Tuesday, December 7, 2010

Al-Mazeedi and WilmerHale (and/or Maples and Calder): presenting the "truth" to US Courts

The English language is tremendously direct, and at the same time very nuanced, so that you can say nothing and appear to be saying a lot at the same time:

BACKGROUND
AL-MAZEEDI
"The Board of Directors has approved, and I am compensated, $440,000 annually..." [1st Al-Mazeedi Affidavit, Paragraph 15(a)]
Wael Al-Mazeedi tells the Court in his affidavit that Al-Mazeedi the "individual" or "shareholder" really doesn't have anything to do with the determination of his compensation:
"... I have not, either in my capacity as an individual or shareholder, taken or caused BTU Holdings to compensate me unreasonably or otherwise." [1st Al-Mazeedi Affidavit, Paragraph 15(c)]
THE COURT
In the MEMORANDUM AND ORDER PURSUANT TO RULE 1:28 in the Hayat litigation the Court establishes that Al-Mazeedi and Oishi are the ONLY directors of BTU Holdings.
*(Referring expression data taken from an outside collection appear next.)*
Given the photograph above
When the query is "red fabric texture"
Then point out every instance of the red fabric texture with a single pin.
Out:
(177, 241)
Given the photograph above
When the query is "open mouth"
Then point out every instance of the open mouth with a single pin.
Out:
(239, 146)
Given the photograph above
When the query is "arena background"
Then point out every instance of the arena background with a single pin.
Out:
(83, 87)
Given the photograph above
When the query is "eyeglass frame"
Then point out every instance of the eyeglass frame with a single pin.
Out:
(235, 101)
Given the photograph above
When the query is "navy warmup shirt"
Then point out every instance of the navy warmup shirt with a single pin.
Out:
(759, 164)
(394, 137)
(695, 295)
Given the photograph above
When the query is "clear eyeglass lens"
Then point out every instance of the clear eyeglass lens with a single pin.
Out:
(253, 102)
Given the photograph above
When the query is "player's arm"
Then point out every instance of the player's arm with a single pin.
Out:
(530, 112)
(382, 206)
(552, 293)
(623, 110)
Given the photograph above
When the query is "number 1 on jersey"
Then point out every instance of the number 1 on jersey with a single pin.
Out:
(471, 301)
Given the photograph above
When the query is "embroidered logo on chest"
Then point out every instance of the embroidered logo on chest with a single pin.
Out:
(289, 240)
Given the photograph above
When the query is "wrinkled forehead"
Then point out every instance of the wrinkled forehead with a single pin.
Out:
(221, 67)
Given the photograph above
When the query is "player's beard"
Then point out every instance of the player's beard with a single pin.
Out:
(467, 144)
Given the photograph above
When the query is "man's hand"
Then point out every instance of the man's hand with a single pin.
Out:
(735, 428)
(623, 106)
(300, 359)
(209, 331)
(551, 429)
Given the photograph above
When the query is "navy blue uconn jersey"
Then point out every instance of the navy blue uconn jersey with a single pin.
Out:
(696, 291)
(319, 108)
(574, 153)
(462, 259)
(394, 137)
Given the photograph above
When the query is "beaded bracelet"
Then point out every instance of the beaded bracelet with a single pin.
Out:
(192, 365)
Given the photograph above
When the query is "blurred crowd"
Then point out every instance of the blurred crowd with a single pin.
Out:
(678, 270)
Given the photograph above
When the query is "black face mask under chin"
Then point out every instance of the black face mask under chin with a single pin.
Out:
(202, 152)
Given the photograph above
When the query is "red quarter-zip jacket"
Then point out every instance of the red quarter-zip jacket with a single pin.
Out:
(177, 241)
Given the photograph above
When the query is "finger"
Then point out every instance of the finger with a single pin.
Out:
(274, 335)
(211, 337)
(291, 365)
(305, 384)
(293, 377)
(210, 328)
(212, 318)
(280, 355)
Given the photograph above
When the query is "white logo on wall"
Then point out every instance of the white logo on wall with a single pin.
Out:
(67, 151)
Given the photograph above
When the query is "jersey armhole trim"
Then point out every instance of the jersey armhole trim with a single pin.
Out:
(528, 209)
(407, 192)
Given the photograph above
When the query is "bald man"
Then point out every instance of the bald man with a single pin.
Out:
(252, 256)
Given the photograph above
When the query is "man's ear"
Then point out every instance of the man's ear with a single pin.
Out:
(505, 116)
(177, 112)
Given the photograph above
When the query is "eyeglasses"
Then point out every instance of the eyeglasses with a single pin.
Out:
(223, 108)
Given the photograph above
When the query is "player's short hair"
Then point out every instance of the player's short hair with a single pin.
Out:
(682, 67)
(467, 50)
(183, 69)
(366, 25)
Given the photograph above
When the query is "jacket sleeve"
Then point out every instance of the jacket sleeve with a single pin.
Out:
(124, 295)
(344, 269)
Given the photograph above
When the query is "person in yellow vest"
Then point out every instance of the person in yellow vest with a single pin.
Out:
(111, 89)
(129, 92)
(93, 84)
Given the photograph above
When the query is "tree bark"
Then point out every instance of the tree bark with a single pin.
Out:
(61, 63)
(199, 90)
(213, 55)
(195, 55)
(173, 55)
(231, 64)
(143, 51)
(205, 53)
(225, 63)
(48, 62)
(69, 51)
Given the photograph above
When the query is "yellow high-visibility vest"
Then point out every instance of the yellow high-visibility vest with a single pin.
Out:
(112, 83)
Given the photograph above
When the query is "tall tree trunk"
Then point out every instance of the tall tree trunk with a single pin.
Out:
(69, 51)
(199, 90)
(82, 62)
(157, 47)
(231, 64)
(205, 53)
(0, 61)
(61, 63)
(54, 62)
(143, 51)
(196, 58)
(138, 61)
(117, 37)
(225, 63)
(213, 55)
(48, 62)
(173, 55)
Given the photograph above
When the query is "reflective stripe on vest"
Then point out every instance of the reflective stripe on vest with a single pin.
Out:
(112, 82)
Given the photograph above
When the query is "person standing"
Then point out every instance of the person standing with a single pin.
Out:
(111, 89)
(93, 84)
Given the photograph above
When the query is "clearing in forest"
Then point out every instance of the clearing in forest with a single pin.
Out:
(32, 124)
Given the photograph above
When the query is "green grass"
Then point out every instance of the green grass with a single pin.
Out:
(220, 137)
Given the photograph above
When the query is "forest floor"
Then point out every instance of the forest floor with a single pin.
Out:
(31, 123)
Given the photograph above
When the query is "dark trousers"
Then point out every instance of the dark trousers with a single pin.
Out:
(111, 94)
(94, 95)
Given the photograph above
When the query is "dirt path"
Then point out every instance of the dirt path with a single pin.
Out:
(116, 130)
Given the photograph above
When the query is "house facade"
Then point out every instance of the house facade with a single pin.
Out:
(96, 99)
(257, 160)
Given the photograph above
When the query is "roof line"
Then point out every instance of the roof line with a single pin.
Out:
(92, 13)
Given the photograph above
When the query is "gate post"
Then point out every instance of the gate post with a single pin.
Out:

  • "Al-Mazeedi and Oishi are the directors of BTU Holdings."
  • "No subsidiary in the BTU Group has an independent board and only Al-Mazeedi and Oishi make policy and substantive decisions."

AL-MAZEEDI
He tells the Court that it's really the Board of Directors of BTU Holdings that takes care of these kinds of things (in this case, he is talking about his compensation).
"Rather, consistent with Cayman Law and BTU Holdings' Articles of Association, BTU Holdings' Board of Directors ("Board of Directors") always approved my compensation in all respects." [1st Al-Mazeedi Affidavit, Paragraph 15]
The antonym to "unreasonably" would be "reasonably." In other words, by parsing words he is trying to represent that he has not directly had a hand in ANY WAY, SHAPE OR FORM, in deciding his compensation.

FACTS
The BTU Holdings Board of Directors includes ONLY Wael Al-Mazeedi and Mitsue Oishi.
Al-Mazeedi the "director" and Oishi the "director" set and approve his compensation ("unreasonably or otherwise").


CONCLUSION
In other words, Al-Mazeedi talks to his wife, Oishi, regarding how much he should be compensated or what kind of bonus he deserves, and Al-Mazeedi and Oishi, as "The Board of Directors" approve.